I have fairly recently discovered that I actually need other people.
And I’m somewhat of a people person… who knew?!? A crucial part of being a human being is interacting and forming relationships with other people, and that includes the elusive other half of the species known as the male gender. This terrifying, and super startling realization has caused a fair amount of distress to me. Mainly, because I am overweight.
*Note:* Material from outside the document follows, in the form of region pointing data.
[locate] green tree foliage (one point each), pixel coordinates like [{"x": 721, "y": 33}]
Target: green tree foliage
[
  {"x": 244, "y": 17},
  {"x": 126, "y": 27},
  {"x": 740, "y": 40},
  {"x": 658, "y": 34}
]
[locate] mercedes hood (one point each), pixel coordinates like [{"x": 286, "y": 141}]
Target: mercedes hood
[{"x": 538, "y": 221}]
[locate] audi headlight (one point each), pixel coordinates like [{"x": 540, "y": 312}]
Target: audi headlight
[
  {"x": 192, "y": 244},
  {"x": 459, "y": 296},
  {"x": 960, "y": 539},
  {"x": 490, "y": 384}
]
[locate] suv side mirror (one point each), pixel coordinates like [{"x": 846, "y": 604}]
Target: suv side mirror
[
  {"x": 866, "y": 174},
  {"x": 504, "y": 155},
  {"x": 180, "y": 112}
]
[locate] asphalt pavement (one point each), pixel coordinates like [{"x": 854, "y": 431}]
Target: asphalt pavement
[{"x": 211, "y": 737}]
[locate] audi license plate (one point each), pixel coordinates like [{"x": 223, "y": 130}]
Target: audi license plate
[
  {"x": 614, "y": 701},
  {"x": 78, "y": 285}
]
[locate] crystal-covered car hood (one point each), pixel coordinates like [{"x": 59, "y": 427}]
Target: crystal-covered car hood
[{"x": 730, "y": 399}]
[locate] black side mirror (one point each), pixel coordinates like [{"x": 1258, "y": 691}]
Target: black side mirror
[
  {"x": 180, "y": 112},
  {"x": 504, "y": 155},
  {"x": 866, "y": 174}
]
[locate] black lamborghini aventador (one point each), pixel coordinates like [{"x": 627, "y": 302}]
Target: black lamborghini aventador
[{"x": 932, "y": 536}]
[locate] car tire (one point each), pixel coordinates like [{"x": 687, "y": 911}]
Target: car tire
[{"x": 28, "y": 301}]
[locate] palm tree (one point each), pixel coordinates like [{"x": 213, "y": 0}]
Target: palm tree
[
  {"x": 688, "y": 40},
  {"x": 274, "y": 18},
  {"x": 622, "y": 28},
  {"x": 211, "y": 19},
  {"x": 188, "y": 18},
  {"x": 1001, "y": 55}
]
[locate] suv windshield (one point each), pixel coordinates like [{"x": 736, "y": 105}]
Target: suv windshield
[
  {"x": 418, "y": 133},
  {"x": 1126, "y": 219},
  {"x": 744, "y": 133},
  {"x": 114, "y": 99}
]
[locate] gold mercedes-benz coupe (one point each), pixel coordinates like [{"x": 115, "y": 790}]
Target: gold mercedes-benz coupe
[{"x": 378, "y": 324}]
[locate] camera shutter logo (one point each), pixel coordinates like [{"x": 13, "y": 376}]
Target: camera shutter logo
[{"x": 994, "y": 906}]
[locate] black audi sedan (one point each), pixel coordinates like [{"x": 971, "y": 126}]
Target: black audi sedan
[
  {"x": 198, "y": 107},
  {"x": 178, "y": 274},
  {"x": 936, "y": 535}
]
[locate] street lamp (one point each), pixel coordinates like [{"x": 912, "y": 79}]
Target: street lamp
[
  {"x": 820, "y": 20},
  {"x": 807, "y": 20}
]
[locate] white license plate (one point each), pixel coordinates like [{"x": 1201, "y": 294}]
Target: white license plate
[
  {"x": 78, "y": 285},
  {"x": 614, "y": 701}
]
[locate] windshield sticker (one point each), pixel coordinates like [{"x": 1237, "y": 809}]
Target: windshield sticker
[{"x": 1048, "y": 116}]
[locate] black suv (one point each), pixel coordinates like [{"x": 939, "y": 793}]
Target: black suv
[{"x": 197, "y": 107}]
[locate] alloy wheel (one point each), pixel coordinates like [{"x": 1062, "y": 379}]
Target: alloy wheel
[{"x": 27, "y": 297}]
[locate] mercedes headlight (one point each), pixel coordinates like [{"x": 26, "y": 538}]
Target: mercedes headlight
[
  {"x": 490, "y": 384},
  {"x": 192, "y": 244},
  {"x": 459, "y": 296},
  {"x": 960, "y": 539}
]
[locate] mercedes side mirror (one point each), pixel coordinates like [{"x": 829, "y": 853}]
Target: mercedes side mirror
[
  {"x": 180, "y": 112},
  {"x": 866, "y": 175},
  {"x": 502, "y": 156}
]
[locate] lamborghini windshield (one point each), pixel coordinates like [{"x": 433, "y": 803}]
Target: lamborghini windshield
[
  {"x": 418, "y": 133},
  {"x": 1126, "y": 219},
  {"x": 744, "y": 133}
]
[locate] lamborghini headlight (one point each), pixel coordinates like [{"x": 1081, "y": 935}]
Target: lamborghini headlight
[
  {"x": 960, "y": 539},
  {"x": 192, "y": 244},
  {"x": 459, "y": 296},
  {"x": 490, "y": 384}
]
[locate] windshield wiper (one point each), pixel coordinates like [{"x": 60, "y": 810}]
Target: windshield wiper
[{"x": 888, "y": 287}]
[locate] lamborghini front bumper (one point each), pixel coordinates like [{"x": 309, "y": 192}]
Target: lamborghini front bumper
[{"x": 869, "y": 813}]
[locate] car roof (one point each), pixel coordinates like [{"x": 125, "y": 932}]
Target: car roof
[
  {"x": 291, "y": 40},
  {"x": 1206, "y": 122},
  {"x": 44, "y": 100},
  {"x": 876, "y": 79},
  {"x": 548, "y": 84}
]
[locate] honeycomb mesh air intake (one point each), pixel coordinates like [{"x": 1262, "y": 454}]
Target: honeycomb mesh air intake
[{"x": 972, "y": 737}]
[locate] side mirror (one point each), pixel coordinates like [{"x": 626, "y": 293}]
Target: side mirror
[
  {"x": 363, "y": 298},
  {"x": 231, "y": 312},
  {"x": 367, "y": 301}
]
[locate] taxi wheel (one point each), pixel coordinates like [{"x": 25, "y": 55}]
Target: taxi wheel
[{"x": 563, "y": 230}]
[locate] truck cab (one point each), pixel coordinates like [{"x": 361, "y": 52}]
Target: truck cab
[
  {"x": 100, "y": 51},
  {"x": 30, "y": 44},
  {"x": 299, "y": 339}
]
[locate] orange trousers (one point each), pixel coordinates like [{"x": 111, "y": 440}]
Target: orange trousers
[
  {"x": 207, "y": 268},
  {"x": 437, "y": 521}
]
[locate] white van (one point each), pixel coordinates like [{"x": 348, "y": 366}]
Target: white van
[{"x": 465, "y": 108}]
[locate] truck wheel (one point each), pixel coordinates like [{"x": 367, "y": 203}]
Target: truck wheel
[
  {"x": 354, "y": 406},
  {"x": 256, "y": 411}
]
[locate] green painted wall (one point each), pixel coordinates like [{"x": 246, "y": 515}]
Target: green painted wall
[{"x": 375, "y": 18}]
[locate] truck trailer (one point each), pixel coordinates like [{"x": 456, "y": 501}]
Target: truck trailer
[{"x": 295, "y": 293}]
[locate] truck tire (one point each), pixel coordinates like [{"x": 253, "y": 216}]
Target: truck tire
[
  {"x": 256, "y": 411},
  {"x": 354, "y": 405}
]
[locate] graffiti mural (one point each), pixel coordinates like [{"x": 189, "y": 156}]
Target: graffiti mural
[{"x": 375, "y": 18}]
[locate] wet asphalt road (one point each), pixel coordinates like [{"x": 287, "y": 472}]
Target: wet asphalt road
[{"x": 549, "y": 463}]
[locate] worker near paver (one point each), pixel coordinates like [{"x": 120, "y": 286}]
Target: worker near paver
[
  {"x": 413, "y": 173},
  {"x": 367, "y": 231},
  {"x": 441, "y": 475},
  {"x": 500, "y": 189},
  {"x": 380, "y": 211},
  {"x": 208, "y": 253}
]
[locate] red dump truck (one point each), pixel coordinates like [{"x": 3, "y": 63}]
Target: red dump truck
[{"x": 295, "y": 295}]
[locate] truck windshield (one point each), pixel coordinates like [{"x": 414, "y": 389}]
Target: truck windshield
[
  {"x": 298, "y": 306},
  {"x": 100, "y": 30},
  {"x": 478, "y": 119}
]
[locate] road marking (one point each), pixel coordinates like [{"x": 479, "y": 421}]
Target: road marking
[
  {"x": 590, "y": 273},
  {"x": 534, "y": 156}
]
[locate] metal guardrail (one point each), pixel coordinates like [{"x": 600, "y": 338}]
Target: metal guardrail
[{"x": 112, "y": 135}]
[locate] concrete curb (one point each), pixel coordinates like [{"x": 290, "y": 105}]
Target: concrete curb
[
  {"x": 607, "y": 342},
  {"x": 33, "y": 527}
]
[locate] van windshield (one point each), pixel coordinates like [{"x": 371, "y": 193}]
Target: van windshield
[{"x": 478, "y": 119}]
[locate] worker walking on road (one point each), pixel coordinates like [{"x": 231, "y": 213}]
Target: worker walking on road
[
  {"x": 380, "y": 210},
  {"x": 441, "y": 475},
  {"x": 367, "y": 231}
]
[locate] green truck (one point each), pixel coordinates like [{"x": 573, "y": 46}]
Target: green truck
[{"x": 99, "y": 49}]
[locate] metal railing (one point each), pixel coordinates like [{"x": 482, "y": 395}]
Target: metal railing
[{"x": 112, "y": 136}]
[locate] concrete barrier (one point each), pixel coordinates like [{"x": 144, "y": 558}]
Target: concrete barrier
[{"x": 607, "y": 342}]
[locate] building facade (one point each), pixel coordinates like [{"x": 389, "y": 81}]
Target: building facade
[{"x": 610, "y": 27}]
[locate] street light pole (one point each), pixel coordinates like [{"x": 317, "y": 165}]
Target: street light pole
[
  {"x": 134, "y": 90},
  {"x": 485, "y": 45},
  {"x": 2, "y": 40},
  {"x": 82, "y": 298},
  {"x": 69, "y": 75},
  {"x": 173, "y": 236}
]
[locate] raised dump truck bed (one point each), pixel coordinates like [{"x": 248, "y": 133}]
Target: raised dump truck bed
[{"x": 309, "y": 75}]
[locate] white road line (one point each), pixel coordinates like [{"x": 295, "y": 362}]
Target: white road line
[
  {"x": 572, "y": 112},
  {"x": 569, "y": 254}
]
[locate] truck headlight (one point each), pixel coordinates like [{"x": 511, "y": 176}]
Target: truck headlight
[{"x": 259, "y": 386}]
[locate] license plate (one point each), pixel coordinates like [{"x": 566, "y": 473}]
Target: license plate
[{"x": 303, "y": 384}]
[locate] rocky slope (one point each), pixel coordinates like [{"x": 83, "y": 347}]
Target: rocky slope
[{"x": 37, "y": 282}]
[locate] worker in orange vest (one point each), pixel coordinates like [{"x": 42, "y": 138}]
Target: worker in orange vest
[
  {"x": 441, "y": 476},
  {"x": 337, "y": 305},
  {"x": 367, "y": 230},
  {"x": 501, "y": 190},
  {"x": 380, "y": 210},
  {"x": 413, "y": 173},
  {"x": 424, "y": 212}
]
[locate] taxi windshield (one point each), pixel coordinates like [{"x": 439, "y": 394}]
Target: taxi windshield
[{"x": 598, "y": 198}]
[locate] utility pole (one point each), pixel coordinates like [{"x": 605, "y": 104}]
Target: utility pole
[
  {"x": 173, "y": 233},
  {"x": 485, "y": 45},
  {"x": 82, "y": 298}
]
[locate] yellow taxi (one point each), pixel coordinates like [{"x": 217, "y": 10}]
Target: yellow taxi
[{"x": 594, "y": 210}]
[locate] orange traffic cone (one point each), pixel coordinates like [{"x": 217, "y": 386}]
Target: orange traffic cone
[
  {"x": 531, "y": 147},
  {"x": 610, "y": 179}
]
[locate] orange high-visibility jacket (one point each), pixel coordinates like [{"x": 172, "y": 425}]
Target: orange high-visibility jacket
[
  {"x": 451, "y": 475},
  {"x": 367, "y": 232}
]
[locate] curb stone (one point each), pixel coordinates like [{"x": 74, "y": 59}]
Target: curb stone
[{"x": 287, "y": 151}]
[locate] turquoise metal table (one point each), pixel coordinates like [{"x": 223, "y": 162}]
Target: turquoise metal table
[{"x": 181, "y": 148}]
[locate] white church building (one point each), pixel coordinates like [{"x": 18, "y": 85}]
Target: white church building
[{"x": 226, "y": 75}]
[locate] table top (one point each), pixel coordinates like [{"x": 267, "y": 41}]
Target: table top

For a solid majority of my life, I believed that my extra weight made me unlovable. I saw my body as “unworthy” of male attention, or affection. The lightning shaped stretch marks, the rolls around my waist, the bulge of a second chin… each of these physical characteristics marked me as defective, grotesque, fat. Societal expectations defined the parameters of beauty in my world, and unfortunately I never made the cut. I believed that no man would ever look at me and see someone worthy of attention, affection, or even simple kindness. Some of that had to do with male middle school bullies, who realllly enjoyed pointing out my weight, but a solid majority of this mindset that I carried towards the men around me was self-imposed. They may or may not have found me unattractive, but because I found myself lacking I projected these feelings of inadequacy onto them. I later learned that an extremely low self-esteem is oftentimes seen as highly undesirable. I essentially created a “fat and ugly” prison for myself. I projected feelings of dislike onto the guys around me, they caught on to my intense self-hatred, and then would proceed to actually find me unattractive, which caused me to feel more isolated and unlovable… It became a cycle that I was caught in for many years. It led me to seek male attention in any way that I could, which ultimately led to some of the biggest mistakes of my young adult life.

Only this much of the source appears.